BERT-BankingClassifier
This model is a fine-tuned version of google-bert/bert-base-uncased on an unknown dataset. It achieves the following results on the evaluation set:
- Loss: 0.2867
- Accuracy: 0.9326
Model description
This model is a BERT (bert-base-uncased) model fine-tuned using the Banking77 dataset for text classification tasks. Banking77 is a dataset designed to categorize customer support messages in the banking and finance domain into 77 distinct categories. This model is specifically tailored for classifying customer complaints and inquiries in the banking sector, helping to assign messages to the correct categories effectively.

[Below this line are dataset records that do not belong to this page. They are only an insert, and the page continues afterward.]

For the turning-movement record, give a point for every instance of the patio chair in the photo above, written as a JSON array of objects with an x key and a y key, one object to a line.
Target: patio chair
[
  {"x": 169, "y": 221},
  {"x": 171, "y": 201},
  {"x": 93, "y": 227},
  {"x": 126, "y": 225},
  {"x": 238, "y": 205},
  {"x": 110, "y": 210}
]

Fine-Tuning Process : https://github.com/saribasmetehan/bank_administrative_assistant/blob/main/BERT_BankingClassifier.ipynb
Label Index | Intent Category |
---|---|
0 | activate_my_card |
1 | age_limit |
2 | apple_pay_or_google_pay |
3 | atm_support |
4 | automatic_top_up |
5 | balance_not_updated_after_bank_transfer |
6 | balance_not_updated_after_cheque_or_cash_deposit |
7 | beneficiary_not_allowed |
8 | cancel_transfer |
9 | card_about_to_expire |
10 | card_acceptance |
11 | card_arrival |
12 | card_delivery_estimate |
13 | card_linking |
14 | card_not_working |
15 | card_payment_fee_charged |
16 | card_payment_not_recognised |
17 | card_payment_wrong_exchange_rate |
18 | card_swallowed |
19 | cash_withdrawal_charge |
20 | cash_withdrawal_not_recognised |
21 | change_pin |
22 | compromised_card |
23 | contactless_not_working |
24 | country_support |
25 | declined_card_payment |
26 | declined_cash_withdrawal |
27 | declined_transfer |
28 | direct_debit_payment_not_recognised |
29 | disposable_card_limits |
30 | edit_personal_details |
31 | exchange_charge |
32 | exchange_rate |
33 | exchange_via_app |
34 | extra_charge_on_statement |
35 | failed_transfer |
36 | fiat_currency_support |
37 | get_disposable_virtual_card |
38 | get_physical_card |
39 | getting_spare_card |
40 | getting_virtual_card |
41 | lost_or_stolen_card |
42 | lost_or_stolen_phone |
43 | order_physical_card |
44 | passcode_forgotten |
45 | pending_card_payment |
46 | pending_cash_withdrawal |
47 | pending_top_up |
48 | pending_transfer |
49 | pin_blocked |
50 | receiving_money |
51 | refund_not_showing_up |
52 | request_refund |
53 | reverted_card_payment |
54 | supported_cards_and_currencies |
55 | terminate_account |
56 | top_up_by_bank_transfer_charge |
57 | top_up_by_card_charge |
58 | top_up_by_cash_or_cheque |
59 | top_up_failed |
60 | top_up_limits |
61 | top_up_reverted |
62 | topping_up_by_card |
63 | transaction_charged_twice |
64 | transfer_fee_charged |
65 | transfer_into_account |
66 | transfer_not_received_by_recipient |
67 | transfer_timing |
68 | unable_to_verify_identity |
69 | verify_my_identity |
70 | verify_source_of_funds |
71 | verify_top_up |
72 | virtual_card_not_working |
73 | visa_or_mastercard |
74 | why_verify_identity |
75 | wrong_amount_of_cash_received |
76 | wrong_exchange_rate_for_cash_withdrawal |
Example
from transformers import pipeline, AutoTokenizer
text = "i forgot my PIN"
model_id = "saribasmetehan/BERT-BankingClassifier"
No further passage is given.